Now if we want to know which room Fraser has been allocated, we can query the dictionary by key:
frasers_room = room_allocation["Fraser"]
print(frasers_room)
28
# Create empty dictionary
room_allocation_inverse = {}
# Build inverse dictionary to map 'room number' -> name
for name, room_number in room_allocation.items():
# Insert entry into dictionary
room_allocation_inverse[room_number] = name
print(room_allocation_inverse)
{None: 'Adrian', 32: 'Laura', 31: 'John', 28: 'Fraser', 19: 'Gaurav'}
Accessing elements in dictionaries#
By using square brackets and a key, you can retrieve the values from a dictionary. At least if the key is present:
ratios['Alice'] # 0.75
ratios['Ewing'] # KeyError!
---------------------------------------------------------------------------
KeyError Traceback (most recent call last)
Cell In[144], line 2
1 ratios['Alice'] # 0.75
----> 2 ratios['Ewing'] # KeyError!
KeyError: 'Ewing'
Retrieving values in a fail-safe way:#
With the get()
method you can assign an alternative value if the key was not found.
ratios.get('Alice')
ratios.get('Ewing', 'sorry not found')
'sorry not found'
Changing values in a dictionary#
The contents of a dictionary can be modified. For instance if you start with an empty dictionary:
persons = {}
Now you can add values one key/value pair at a time:
persons['Emily'] = 1977
Setting values only if they dont exist yet:#
persons.setdefault('Alice', 1980)
persons.setdefault('Emily', 1898)
# for 'Emily', nothing happens
1977
Getting all keys or values:#
ratios.keys()
ratios.values()
ratios.items()
dict_items([('Alice', 0.75), ('Bob', 0.55), ('Charlie', 0.8)])

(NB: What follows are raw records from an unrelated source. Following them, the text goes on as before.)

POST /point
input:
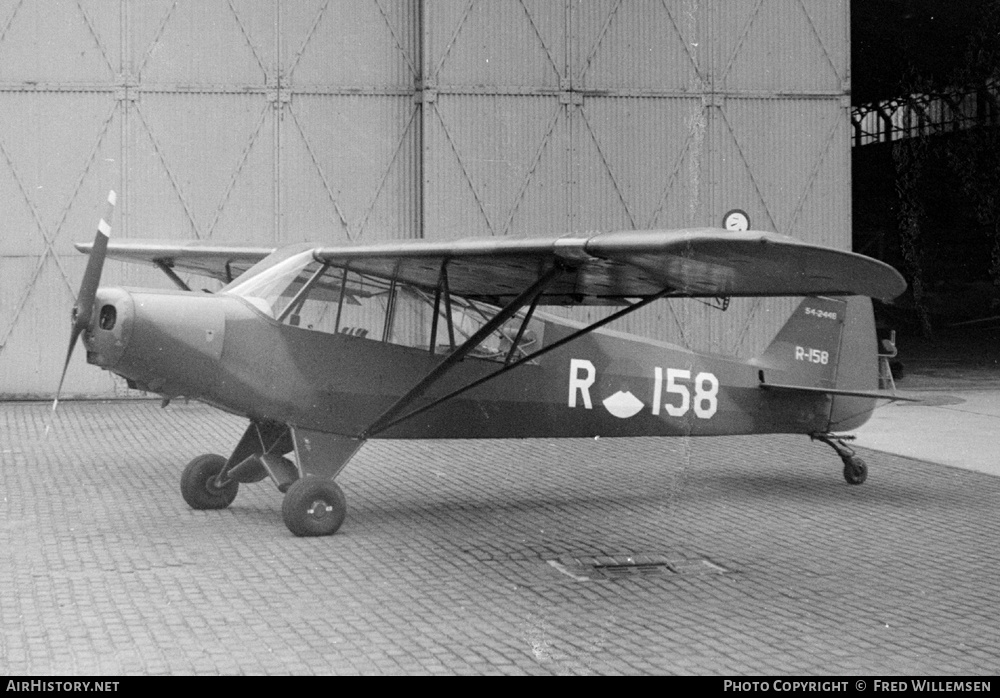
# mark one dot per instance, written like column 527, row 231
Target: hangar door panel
column 350, row 126
column 225, row 120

Checking whether a key exists#
The in
operators checks whether a key exists in the dictionary.
if 'Bob' in ratios:
print('found it')
found it
Note that you can use in
for the same with a list as well. The dictionary is much faster!
Loops over a dictionary#
You can access the keys of a dictionary in a for
loop.
for name in ratios:
print(name)
Alice
Bob
Charlie
However, there is no stable order unless you sort the keys explicitly:
for name in sorted(ratios):
print(name)
Alice
Bob
Charlie
Create dictionaries from lists#
k = ['Toy', 'Game', 'Tiger']
v = ['Toys', 'Games', 'Tigers']
#create dict
dc = dict(zip(k, v))
print(dc)
# {'Game': 'Games', 'Tiger': 'Tigers', 'Toy': 'Toys'}
d = dict(enumerate(v))
print(d)
# {0: 'Toys', 1: 'Games', 2: 'Tigers'}
{'Toy': 'Toys', 'Game': 'Games', 'Tiger': 'Tigers'}
{0: 'Toys', 1: 'Games', 2: 'Tigers'}
What data can I use as keys?#
Valid types for keys are:
integers
floats
strings
tuples
booleans
You may mix keys of different type in one dictionary. However, mutable data types such as lists and other dictionaries are not allowed as keys.
The concept behind this phenomenon is that dictionaries use a hash function to sort the keys internally. The hash function is what allows to look up values very quickly.